The seasons pass for podling and gelfling as they always have, with the festivals and the rights of passage and songs sung in a language that I no longer need Kira's help to understand. The sadness that lingers in the village's only two gelflings cannot forever cast a pall over the village. The podlings have known much sorrow and death, and they go on as they always have, though they embrace us and ply us with food and drink when they sense that our sadness is heavier than usual.

I lie with Kira in the nights that she seems to dread, curling my body into hers in an attempt to fill that emptiness that I know from dreamfasting still haunts her. I have never had her gift for words, and so I try my best to simply be warm for her, warm and present. She is grateful, and I am grateful that she is with me, and if there is sadness between us there is no longer anger.
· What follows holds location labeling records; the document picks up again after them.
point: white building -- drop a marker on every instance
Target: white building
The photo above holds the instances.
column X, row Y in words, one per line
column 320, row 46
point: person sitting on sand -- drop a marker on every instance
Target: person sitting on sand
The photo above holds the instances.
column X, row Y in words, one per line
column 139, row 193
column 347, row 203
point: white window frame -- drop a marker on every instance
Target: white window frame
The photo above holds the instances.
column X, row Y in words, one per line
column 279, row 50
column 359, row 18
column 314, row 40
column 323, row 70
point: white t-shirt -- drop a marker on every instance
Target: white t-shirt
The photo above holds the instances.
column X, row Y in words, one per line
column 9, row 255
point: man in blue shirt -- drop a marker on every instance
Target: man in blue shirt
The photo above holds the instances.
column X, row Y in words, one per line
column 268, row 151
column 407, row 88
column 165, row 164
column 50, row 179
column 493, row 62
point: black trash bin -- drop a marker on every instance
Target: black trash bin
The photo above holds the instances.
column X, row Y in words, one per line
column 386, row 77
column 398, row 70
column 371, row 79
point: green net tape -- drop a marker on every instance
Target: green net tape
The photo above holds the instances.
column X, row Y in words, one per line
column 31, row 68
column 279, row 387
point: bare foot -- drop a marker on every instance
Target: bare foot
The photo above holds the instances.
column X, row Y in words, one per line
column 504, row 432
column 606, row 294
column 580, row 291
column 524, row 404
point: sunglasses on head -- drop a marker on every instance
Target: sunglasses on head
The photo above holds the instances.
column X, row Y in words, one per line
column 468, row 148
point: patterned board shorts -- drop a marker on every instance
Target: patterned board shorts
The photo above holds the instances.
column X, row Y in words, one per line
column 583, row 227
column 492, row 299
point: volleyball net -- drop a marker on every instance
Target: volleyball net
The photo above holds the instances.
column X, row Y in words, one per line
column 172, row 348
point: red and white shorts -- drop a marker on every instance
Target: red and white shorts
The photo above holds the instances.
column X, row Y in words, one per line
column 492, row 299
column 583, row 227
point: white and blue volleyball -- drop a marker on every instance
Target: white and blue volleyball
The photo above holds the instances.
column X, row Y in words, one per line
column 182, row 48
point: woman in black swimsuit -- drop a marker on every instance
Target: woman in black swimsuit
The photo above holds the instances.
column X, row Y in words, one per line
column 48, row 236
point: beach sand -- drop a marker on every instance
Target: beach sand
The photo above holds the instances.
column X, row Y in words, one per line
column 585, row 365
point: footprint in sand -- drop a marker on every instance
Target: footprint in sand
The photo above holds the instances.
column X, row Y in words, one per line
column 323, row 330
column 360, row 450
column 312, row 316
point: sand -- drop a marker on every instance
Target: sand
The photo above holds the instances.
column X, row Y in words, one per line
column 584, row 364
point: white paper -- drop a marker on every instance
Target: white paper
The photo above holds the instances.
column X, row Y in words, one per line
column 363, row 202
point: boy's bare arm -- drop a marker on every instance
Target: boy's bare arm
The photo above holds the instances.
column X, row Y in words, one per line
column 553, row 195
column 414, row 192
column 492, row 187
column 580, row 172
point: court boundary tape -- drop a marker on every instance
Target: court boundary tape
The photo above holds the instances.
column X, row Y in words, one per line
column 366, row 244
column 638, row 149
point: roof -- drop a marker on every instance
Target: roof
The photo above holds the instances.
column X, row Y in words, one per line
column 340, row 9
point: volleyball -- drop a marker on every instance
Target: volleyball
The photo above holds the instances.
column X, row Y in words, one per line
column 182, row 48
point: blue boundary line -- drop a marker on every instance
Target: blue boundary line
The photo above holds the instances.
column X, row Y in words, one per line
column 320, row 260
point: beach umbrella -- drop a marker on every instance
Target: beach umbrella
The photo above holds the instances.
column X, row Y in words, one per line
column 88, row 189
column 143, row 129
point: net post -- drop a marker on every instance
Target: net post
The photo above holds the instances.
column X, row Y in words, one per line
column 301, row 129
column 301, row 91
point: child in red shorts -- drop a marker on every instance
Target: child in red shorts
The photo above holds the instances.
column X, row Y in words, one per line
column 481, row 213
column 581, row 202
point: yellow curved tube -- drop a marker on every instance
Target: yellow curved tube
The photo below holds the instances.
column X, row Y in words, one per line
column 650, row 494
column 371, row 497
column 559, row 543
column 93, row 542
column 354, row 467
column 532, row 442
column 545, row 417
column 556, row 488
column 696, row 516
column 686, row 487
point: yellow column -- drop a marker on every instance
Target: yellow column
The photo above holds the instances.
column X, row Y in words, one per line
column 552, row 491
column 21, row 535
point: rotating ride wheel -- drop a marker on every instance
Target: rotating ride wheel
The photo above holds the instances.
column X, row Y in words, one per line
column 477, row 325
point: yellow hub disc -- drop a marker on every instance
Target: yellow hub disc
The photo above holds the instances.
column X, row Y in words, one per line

One night she has a dream that I do not see, and before I am half awake she has leaped from beneath our blanket and is saying the same words again and again, "The houses of the old ones…the houses of the old ones…"

I run after her, stumbling through brush and trees on that dark trail where a Skeksis once chased us. She tears through the gates of the ruins. If the podlings have heard her they do not follow us. I know that they still fear the place, though the death that was visited upon it is centuries old.

I find Kira with her arms wrapped around the stone chair in the middle of what must have been a throne room, gasping. I put my arms around her, fearing that the sadness has finally driven her mad. But she does not weep. For the first time in many nights, she smiles at me.

"I have seen our world," she says, her eyes glistening.

I nod, listening.

"I have seen the world we will make." She stands and moves slowly through the ruins, touching the crumbling walls, the vine-covered columns, finally running her hands over the Wall of Prophecy that had led us to the castle. She touches the symbols that she cannot read, their shapes faint in the moonlight.

"We have to rebuild the houses of the old ones, Jen. We have to show the podlings and the nebri and the landstriders what we once were. And then we have to leave a trace. On this wall. I will tell the story, and you will write it, because you are the only one who can."

In the light of the moon I could see her face was flushed, and her hair sparkled. She seemed holy to me. I held her, feeling the quickness of her heartbeat.

"This is how," she said. "This is how we make the world."